Where bloodied Tybalt, not yet green and rotten,

Lies festering in his shroud; where, as they say,

Lies festering in his shroud; where, as they say,

At some hours in the night spirits resort;--

At some time in the night, the spirits wander…

Alack, alack, is it not like that I,

Oh no, for if that happens, surely I,

So early waking, what with loathsome smells,

When waking early to those wretched smells,

And shrieks like mandrakes' torn out of the earth,

And shrieks, like mandrake plants yanked from the earth,

That living mortals, hearing them, run mad:--

That, hearing them, turn living people mad.

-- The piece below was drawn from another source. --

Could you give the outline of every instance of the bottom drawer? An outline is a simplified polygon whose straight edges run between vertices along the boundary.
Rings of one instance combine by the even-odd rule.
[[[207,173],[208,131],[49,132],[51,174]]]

O, if I wake, shall I not be distraught,

Oh, if I wake up, won’t I be distraught

Environed with all these hideous fears?

Surrounded by those awful things that scare me?

And madly play with my forefather's joints?

And mad, won’t I play with my kinsmen’s bones?

And pluck the mangled Tybalt from his shroud?

And lift the rotting Tybalt from his shroud?

And, in this rage, with some great kinsman's bone,

And, in this madness, grab a kinsman’s bone

As with a club, dash out my desperate brains?

And use it like a club to bash my brains out?

O, look! Methinks I see my cousin's ghost

Oh look! I think I see my cousin’s ghost

Seeking out Romeo, that did spit his body

Searching for Romeo, who split his body

Upon a rapier's point: stay, Tybalt, stay!

Open upon his rapier: wait there, Tybalt!

Romeo, I come! This do I drink to thee.

Romeo, I’m coming! I’ll drink this for you.